Falamos de wysiati, neurociência, hiato educacional. E o transatlântico? O transatlântico vem de reportagem da Folha de São Paulo (27/062019), de lavra da jornalista Laura Mattos, que mostra a mudança de postura do Colégio particular de São Paulo, Bandeirantes, em busca da excelência no ensino. Diz a subtema da matéria: “ Transatlântico que deixava para trás aqueles que caíam no mar, passou a resgatá-los”.

O texto jornalístico, o qual recomendo leitura, demonstra, em síntese apertada, que o Colégio Bandeirantes, mesmo sendo um dos mais tradicionais e procurados de São Paulo, com vista a manter qualidade e competitividade no acesso às melhores universidades do Brasil e do Mundo, tem modificado sua abordagem pedagógica em dois pontos principais: primeiro, tem dado ênfase não somente ao aspecto conteudista, mas também ao desenvolvimento das habilidades socioemocionais dos alunos; e, segundo, como propugnado acima, adotou a resolução de que ninguém pode ficar para trás – nenhum aluno pode terminar os seus estudos (ou cada etapa) sem o desenvolvimento intelectual e emocional esperado. 

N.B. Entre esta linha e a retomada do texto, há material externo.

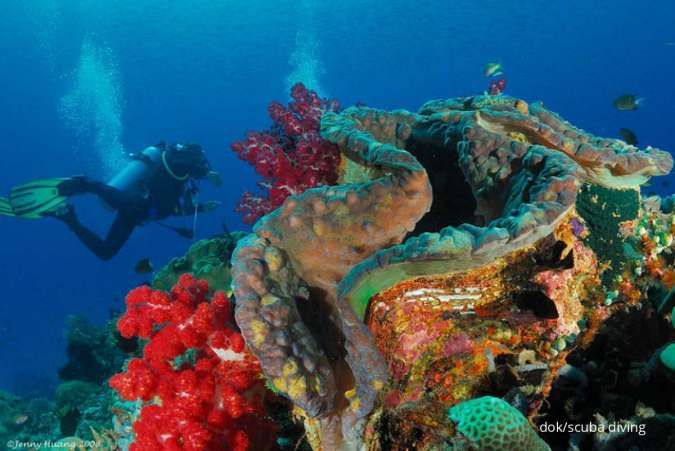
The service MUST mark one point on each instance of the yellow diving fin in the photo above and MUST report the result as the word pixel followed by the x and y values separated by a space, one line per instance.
pixel 6 207
pixel 34 199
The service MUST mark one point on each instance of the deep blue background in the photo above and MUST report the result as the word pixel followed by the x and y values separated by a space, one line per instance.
pixel 204 70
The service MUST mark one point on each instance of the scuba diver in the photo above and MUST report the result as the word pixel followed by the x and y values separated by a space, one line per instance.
pixel 159 182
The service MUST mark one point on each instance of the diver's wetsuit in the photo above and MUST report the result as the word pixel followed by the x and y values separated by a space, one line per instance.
pixel 162 196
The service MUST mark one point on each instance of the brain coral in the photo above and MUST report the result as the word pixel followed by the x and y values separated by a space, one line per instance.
pixel 491 424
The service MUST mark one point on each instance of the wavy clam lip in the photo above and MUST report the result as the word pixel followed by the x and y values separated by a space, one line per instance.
pixel 524 166
pixel 504 175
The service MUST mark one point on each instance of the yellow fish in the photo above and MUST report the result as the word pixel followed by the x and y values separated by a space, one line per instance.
pixel 492 70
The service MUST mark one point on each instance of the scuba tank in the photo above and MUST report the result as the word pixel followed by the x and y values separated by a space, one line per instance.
pixel 137 170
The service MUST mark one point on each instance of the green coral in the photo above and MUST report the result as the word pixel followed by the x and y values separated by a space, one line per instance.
pixel 490 423
pixel 603 210
pixel 206 259
pixel 668 356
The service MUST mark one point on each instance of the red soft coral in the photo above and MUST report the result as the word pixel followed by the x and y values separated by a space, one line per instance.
pixel 291 156
pixel 213 398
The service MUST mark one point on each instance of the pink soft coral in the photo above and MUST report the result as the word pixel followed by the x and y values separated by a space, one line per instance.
pixel 213 399
pixel 291 156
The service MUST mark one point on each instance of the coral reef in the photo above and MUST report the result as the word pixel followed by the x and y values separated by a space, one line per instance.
pixel 291 156
pixel 366 335
pixel 94 353
pixel 206 259
pixel 491 424
pixel 201 388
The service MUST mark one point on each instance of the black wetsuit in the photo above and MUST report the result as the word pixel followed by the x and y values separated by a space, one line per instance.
pixel 162 196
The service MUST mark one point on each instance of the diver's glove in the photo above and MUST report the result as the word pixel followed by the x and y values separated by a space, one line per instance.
pixel 64 213
pixel 75 185
pixel 209 206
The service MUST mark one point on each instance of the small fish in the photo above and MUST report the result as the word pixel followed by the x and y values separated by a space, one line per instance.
pixel 627 102
pixel 20 419
pixel 143 266
pixel 492 70
pixel 496 87
pixel 628 136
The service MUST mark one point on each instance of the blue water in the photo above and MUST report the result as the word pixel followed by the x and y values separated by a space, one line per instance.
pixel 80 80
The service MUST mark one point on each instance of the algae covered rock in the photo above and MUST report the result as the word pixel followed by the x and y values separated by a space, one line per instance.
pixel 94 352
pixel 23 420
pixel 206 259
pixel 83 406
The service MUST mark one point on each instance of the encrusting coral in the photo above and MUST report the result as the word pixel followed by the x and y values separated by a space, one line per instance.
pixel 363 330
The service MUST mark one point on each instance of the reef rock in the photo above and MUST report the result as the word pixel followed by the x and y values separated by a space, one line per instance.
pixel 513 219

Assim, se em time que está ganhando, é possível se mexer, para melhorar e aperfeiçoar a atuação (vide o Colégio Bandeirantes de São Paulo); em time que está perdendo, urge mudar de logo, os parâmetros e paradigmas. Mudar a Educação no presente para impactar o futuro. Educação inclusiva e oportunidade para todos: isto tem que ser um mantra em nosso Estado.